Oireachtas Joint and Select Committees

Wednesday, 9 April 2014

Joint Oireachtas Committee on Education and Social Protection

Leadership in Schools: Discussion

1:35 pm

Photo of Jim DalyJim Daly (Cork South West, Fine Gael) | Oireachtas source

It is timely that we focus on the issue of leadership in schools given their importance to society. Like the previous speaker, I have interest in this subject as a former school principal. When I was first appointed 13 years ago, a teacher advised me that the children would be fine but that I should watch the teachers. That advice stuck with me because it came home to roost. It can be an extraordinarily challenging time, as anyone working in the field would know. The children, by and large, are not the issue but managing staff is a challenge in any career area. Principals find it particularly difficult to manage a troublesome member of staff or an underperforming teacher and supports in that regard is non-existent.

On becoming principal, I took the IPPN's Misneach course and I have said repeatedly since then that it was one of the most impressive course I ever took.

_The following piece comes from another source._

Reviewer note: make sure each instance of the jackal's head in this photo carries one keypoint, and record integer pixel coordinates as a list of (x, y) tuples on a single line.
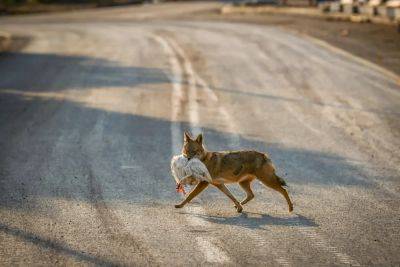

I took the course in Ennis and it was extremely informative and valuable. I continue to use what I learned from it. I agree with the point raised by Mr. Cottrell regarding the inability to stand down as principal. If there was one progressive issue this committee could address, that would be it. When people become tired or burned out they should be able to stand down without going to the bottom or, in all likelihood, ending up on the panel for deployment to different schools.

I cannot believe that Circular No. 16-73 remains the blueprint for the duties of principals and that it has not been updated. Given that the circular only uses the masculine pronouns, there clearly were no female principals in 1973. I note with interest that principals are given 29 tasks, the 28th of which is "he should bring to the notice of his pupils the advantages both national and personal of the habit of saving". I was not aware of that responsibility when I was principal but it might have done no harm had I put more emphasis on it. I give credit to the authors of the circular because it was fairly forward looking for 1973 when, I hasten to add, I was one year old.

The role of boards of management is an issue of particular interest for me. Boards of management can be very good but they can also be very weak. principals heavily rely on them but I am not sure sufficient effort is made to ensure there is genuine support for managers in dealing with staff. In other words, business people and others with experience in this area should be represented on boards. That expertise exists in communities but I am not sure the selection criteria for boards is sufficient to recruit it. There is often over reliance on boards that are not up to scratch in terms of the job they are given. In an era when we are examining the role of boards and the separate issue of transparency, which I intend to raise in a different context, one of the last bastions left untouched are the boards of management in schools. Everyone kowtows to the fact that they are voluntary but I do not accept that they are beyond scrutiny. What do the witnesses think about the roles and qualities of boards of management?

I think the INTO is running the management of most schools because if principals have difficulties they go to the INTO. I am not sure that is always in the best interest of the schools concerned, however, because the advice given is not always up to scratch. In my view there is over reliance on the INTO for management tasks the board of management should be supplying but there is a gap and the INTO is filling it.

As I am well known locally as a former principal, I find myself holding the hands of a considerable number of principals because, thankfully, there has been significant investment in building projects in my constituency.

The devolved building projects are a major headache for school principals. They are not architects or surveyors, they do not understand planning and do not know how to meet and greet a builder. The boards are not doing it and in many cases it falls back on the principal. The Department is conveniently using the devolved grant system, sending the cheque and leaving the schools to it. Heretofore there was more support from the Department. It is an added pressure on principals and should be highlighted because they are not qualified in that area.

Have the witnesses any views on shared leadership for small schools? It is a contentious and thorny issue. I have publicly advocated having a full-time principal for, say, four small schools. Although it has not always gone down well, I would be interested to hear the witnesses' views.